SeeQC (HYPRES) proposes to develop cryogenic multiplexing readout circuitry for superconducting sensor arrays. Our design and advanced multi-layer Niobium fabrication process will enable us to make a compact SQUID based readout for large scale superconducting bolometer arrays.
Arrays of superconducting transition edge sensors (TES) are frequently deployed in instruments for far infrared (IR) astronomy, particularly for cosmic microwave background (CMB) measurements. In order to reduce thermal loading due to wiring between the detectors and readout, as well as to reduce the cost of readout electronics, multiplexing has become a key technology for enabling detectors arrays at the kilo-pixel level and beyond. Multiplexing allows readout of multiple detectors on a single line by separating the signal from each detector in either the time or frequency domain. Current NASA missions employing time domain multiplexing (TDM) include HAWC+ and PIPER. These experiments feature a SQUID based TDM readout circuit that is interfaced to the TES array through an Indium bump bonding process.

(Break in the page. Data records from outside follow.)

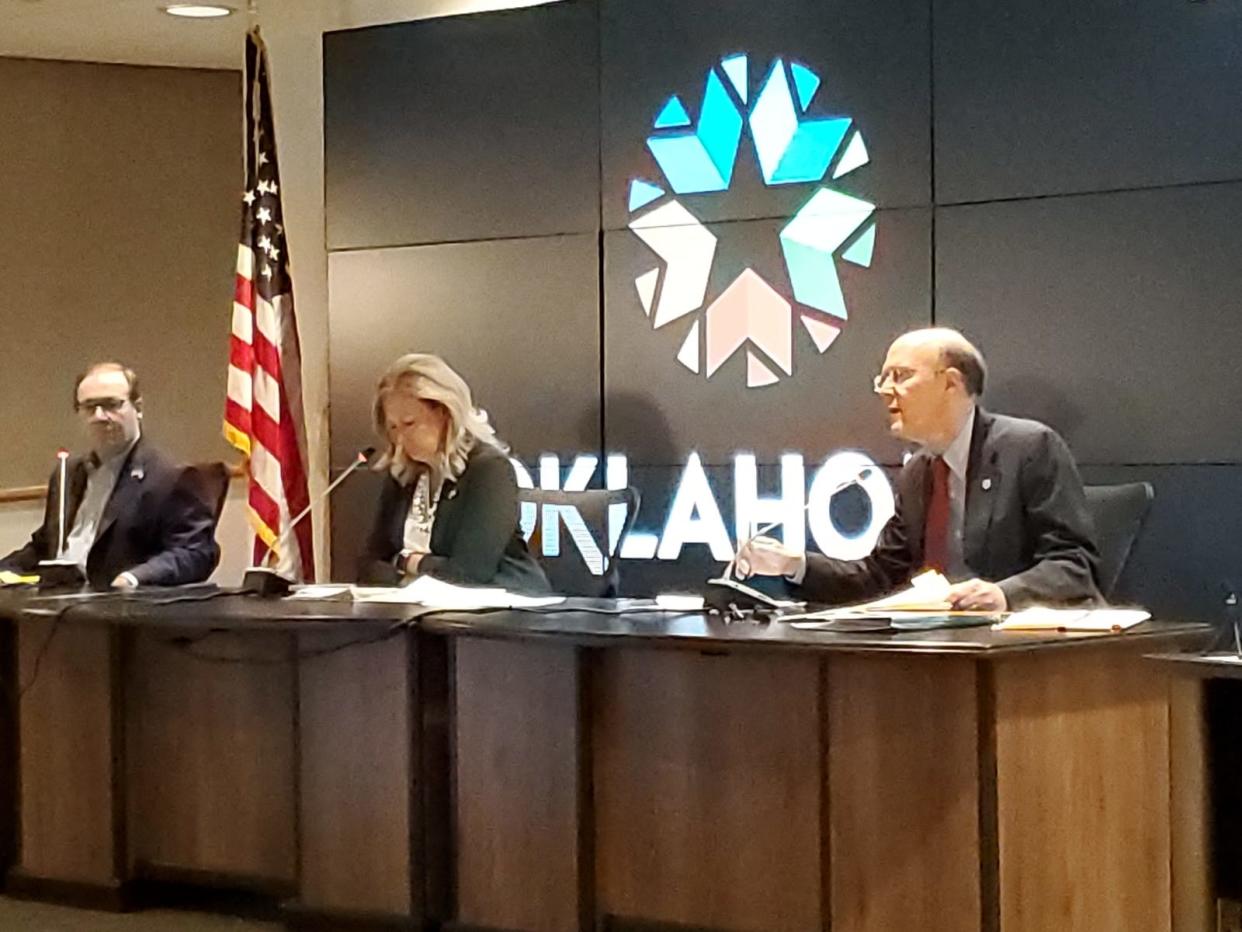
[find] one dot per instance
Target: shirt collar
(958, 455)
(112, 461)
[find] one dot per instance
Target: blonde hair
(430, 378)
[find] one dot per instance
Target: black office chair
(569, 571)
(1118, 513)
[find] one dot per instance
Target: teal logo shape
(795, 142)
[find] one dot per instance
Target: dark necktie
(935, 529)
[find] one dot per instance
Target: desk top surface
(1216, 665)
(580, 621)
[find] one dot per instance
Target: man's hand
(978, 595)
(124, 580)
(765, 557)
(412, 561)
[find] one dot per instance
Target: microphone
(61, 469)
(262, 579)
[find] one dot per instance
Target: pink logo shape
(750, 311)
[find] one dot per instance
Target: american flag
(263, 409)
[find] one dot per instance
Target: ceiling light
(198, 11)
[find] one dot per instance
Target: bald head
(929, 383)
(950, 351)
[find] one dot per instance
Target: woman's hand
(412, 558)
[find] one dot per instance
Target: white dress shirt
(99, 484)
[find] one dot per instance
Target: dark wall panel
(1112, 317)
(462, 128)
(1110, 313)
(872, 59)
(1038, 97)
(657, 410)
(527, 344)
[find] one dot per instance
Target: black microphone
(262, 579)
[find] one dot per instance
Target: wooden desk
(1207, 793)
(660, 774)
(272, 747)
(578, 771)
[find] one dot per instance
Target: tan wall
(118, 231)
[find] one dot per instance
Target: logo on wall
(793, 147)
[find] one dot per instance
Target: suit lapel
(981, 491)
(126, 492)
(914, 497)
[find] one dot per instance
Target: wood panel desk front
(576, 771)
(273, 747)
(645, 773)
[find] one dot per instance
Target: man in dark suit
(992, 502)
(132, 516)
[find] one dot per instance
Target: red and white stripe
(258, 421)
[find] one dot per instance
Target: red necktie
(935, 531)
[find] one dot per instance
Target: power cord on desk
(186, 646)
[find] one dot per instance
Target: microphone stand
(265, 580)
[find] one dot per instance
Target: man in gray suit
(992, 502)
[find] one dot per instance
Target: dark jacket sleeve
(835, 582)
(1063, 557)
(25, 559)
(483, 522)
(188, 551)
(375, 564)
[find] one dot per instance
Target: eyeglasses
(897, 377)
(111, 405)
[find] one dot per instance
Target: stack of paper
(1041, 619)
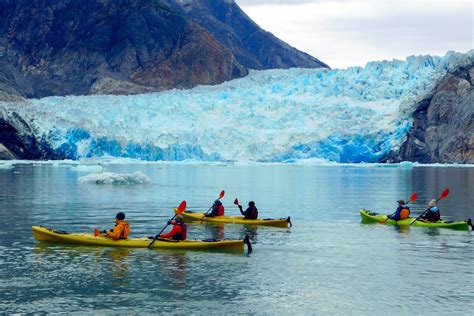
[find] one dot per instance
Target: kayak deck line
(369, 217)
(190, 216)
(45, 234)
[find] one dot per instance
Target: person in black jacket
(251, 212)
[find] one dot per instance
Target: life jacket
(433, 214)
(220, 210)
(179, 231)
(253, 213)
(404, 213)
(121, 230)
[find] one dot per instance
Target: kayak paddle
(410, 200)
(443, 195)
(221, 195)
(181, 208)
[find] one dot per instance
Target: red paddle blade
(444, 194)
(222, 194)
(412, 197)
(181, 207)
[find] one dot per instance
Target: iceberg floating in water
(352, 115)
(87, 168)
(6, 166)
(115, 178)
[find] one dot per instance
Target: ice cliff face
(353, 115)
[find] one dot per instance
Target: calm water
(328, 263)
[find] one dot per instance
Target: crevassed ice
(115, 178)
(352, 115)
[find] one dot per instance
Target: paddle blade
(412, 198)
(444, 194)
(222, 194)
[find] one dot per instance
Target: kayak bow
(49, 235)
(369, 217)
(192, 216)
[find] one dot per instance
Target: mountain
(252, 46)
(443, 123)
(69, 47)
(369, 114)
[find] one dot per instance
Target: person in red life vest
(217, 209)
(432, 213)
(121, 229)
(402, 212)
(251, 212)
(179, 230)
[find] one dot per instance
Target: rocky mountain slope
(443, 124)
(129, 46)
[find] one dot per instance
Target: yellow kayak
(192, 216)
(371, 217)
(49, 235)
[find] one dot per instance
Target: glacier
(342, 115)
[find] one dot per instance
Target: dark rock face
(68, 47)
(252, 46)
(443, 129)
(17, 140)
(65, 47)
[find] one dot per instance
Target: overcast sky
(345, 33)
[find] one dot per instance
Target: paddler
(432, 213)
(402, 212)
(217, 209)
(179, 230)
(121, 229)
(251, 212)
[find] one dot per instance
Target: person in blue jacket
(402, 212)
(432, 214)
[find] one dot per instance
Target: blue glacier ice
(352, 115)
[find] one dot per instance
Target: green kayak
(369, 217)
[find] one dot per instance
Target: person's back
(217, 209)
(432, 213)
(402, 212)
(251, 212)
(179, 230)
(121, 229)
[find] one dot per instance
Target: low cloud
(353, 32)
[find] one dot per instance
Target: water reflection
(116, 258)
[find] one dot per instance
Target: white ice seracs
(353, 115)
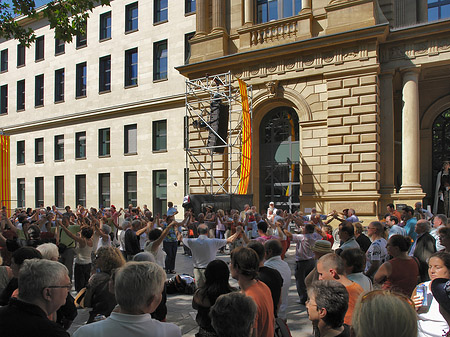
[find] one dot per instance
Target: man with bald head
(204, 250)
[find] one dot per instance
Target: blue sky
(38, 3)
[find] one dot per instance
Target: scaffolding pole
(213, 169)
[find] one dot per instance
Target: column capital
(387, 73)
(413, 70)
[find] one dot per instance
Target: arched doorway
(279, 159)
(440, 143)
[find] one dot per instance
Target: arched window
(269, 10)
(438, 9)
(441, 141)
(279, 162)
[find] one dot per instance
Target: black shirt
(364, 242)
(272, 278)
(132, 246)
(22, 319)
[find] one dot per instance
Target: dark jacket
(21, 319)
(425, 247)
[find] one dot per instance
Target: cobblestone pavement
(180, 309)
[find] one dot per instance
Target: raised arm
(159, 240)
(68, 232)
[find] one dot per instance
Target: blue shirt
(410, 227)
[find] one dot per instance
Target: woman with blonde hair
(384, 313)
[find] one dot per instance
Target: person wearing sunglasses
(384, 313)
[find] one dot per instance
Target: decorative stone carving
(272, 67)
(350, 53)
(272, 88)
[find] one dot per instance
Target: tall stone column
(201, 17)
(387, 133)
(410, 133)
(218, 15)
(248, 13)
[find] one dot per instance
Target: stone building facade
(107, 130)
(364, 82)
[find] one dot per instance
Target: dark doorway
(279, 163)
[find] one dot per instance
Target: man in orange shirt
(244, 268)
(332, 267)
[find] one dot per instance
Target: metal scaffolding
(213, 169)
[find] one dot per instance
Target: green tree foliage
(67, 17)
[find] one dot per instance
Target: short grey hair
(229, 309)
(137, 283)
(37, 274)
(48, 251)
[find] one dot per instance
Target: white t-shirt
(431, 323)
(376, 252)
(159, 255)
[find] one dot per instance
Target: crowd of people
(391, 278)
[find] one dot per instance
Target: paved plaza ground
(180, 309)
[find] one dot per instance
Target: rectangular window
(81, 80)
(159, 191)
(103, 142)
(4, 99)
(105, 74)
(39, 192)
(131, 17)
(160, 135)
(59, 147)
(59, 191)
(20, 152)
(104, 190)
(269, 10)
(39, 48)
(39, 150)
(4, 60)
(39, 90)
(80, 190)
(20, 55)
(187, 47)
(161, 10)
(189, 6)
(59, 85)
(105, 26)
(131, 67)
(82, 39)
(21, 192)
(130, 188)
(130, 139)
(438, 9)
(80, 145)
(60, 46)
(21, 95)
(160, 60)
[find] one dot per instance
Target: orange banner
(246, 144)
(5, 187)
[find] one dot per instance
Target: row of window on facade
(160, 67)
(104, 143)
(130, 189)
(270, 10)
(105, 29)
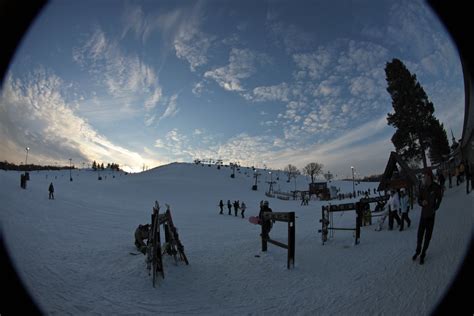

Next generation missions such as PIPER Dual Polarization Upgrade and PICO require an increase in sensor desnsity. As part of subtopic S1.04 (Sensor and Detector Technologies for Visible, IR, Far-IR, and Submillimeter), NASA has put out a call for kilo-pixel scale cryogenic, multiplexed readout capable of reading out two TES per 1 mm2 pixel. SeeQC (HYPRES) will design and simulate a SQUID based TDM circuit with low noise and crosstalk that meets the above area requirements. We will also fabricate and test a small version to validate our design and demonstrate feasibility of the full scale array.
Transition edge sensors are used in both x-ray and far IR astronomy, including polarization sensitive cosmic microwave background measurements. Large format TES arrays, such as used by current NASA missions PIPER and HAWC+ require two-dimensional, cryogenic multiplexed readout. The multiplexer developed in this work will be compatible with these missions, as well as enabling future NASA missions such as PICO and the dual polarization upgrade to PIPER.
Because they reduce the heat load between the cold stage and higher temperatures, cryogenic multiplexers are an enabling technology for any superconducting sensor array. TES bolometer arrays are used in a variety of far IR astronomy experiments. TES calorimeter arrays are used for high resolution, time-resolved x-ray spectroscopy for applications such as nuclear physics and materials analysis.